Romance
Desire on the page. Austen to Outlander.
Do not let anyone tell you this is the soft wing. The Age of Innocence has the coldest final page in American fiction, Doctor Zhivago buries its lovers under a revolution, and The English Patient is a burn ward. Love has killed more characters than war. I shelve the swoons too (Outlander is here, unapologetically, because pleasure that works is craft), but the spine of this wing is consequence: what it costs to choose a person, or to fail to. Persuasion is the quietest devastation Austen ever wrote and my favorite thing in the room. Come in for the longing. Stay for the arithmetic of what people give up.
Mitchell built her epic on Lost Cause mythology: slavery appears as a benign arrangement, enslaved characters are minstrel caricatures, and the Klan rides as offstage chivalry. None of this is incidental to the romance; Tara's charm is the plantation's. A thousand pages is a long time to spend inside that view, however combustible Scarlett and Rhett remain.

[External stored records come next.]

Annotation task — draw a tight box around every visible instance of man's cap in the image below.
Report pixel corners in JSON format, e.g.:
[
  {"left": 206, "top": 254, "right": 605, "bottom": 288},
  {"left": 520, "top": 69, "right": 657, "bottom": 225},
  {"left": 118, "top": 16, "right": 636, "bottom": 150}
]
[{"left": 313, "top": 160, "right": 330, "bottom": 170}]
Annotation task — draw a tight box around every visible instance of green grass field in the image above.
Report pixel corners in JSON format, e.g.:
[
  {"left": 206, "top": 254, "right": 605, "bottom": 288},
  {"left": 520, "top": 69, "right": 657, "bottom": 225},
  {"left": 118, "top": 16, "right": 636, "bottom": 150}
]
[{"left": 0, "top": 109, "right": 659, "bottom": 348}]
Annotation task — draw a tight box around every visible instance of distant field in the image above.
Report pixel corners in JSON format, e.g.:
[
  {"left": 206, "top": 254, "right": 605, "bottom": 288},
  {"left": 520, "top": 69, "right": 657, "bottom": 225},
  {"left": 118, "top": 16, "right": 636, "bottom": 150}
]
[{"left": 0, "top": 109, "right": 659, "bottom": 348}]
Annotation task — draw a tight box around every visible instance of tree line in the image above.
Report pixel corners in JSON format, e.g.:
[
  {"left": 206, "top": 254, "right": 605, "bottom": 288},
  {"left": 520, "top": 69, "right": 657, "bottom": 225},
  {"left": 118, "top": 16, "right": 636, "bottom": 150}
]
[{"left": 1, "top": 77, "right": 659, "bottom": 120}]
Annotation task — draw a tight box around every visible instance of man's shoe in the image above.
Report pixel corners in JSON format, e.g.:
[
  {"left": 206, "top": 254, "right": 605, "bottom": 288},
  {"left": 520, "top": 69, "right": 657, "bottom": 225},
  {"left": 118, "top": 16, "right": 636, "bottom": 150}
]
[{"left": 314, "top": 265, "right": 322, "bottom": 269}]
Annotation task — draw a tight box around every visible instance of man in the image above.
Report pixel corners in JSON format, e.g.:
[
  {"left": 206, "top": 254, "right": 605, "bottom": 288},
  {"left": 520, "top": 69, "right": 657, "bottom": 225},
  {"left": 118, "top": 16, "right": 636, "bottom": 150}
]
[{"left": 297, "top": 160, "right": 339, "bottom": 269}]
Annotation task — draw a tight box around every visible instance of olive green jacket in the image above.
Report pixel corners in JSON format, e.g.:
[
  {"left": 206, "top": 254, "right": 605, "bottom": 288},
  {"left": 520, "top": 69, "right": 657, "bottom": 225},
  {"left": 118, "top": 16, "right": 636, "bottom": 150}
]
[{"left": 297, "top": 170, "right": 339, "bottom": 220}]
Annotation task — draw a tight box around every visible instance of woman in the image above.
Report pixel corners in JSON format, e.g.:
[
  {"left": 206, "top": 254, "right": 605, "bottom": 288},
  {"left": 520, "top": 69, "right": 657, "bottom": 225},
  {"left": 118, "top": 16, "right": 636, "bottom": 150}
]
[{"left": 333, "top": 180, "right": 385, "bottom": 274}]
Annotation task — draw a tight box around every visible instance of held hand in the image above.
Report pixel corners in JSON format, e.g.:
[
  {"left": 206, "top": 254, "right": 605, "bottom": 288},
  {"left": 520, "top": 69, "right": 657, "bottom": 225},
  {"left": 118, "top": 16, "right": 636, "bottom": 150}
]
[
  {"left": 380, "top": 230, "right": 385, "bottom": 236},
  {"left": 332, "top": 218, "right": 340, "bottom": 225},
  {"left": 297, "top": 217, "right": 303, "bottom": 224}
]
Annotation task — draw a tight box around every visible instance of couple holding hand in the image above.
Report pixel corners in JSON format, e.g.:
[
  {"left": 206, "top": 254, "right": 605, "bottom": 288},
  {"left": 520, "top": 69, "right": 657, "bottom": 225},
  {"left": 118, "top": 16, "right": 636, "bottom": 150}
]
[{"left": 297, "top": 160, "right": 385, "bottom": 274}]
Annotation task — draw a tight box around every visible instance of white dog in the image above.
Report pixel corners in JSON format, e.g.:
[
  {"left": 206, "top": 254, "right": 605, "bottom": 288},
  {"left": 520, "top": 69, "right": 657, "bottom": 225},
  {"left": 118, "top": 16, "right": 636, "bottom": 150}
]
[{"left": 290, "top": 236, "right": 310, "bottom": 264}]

— against Gone with the Wind
Eight hundred fifty pages, and the plot runs on sexual peril: rape threatened, attempted, or committed at intervals regular enough to chart. Jamie also beats Claire with a strap for disobeying him, an episode the book frames as roguish discipline, and 1991 forgave that more easily than you will. The time travel itself draws maybe ten minutes of anyone's curiosity.
— against Outlander
Everyone in the villa speaks in the same incantatory poetry, because they all speak in Ondaatje's. The fragments withhold so much for so long that the love story arrives pre-embalmed, beautiful and inert. And the prose, sentence by gorgeous sentence, keeps stopping to admire itself while four damaged people wait politely for the plot.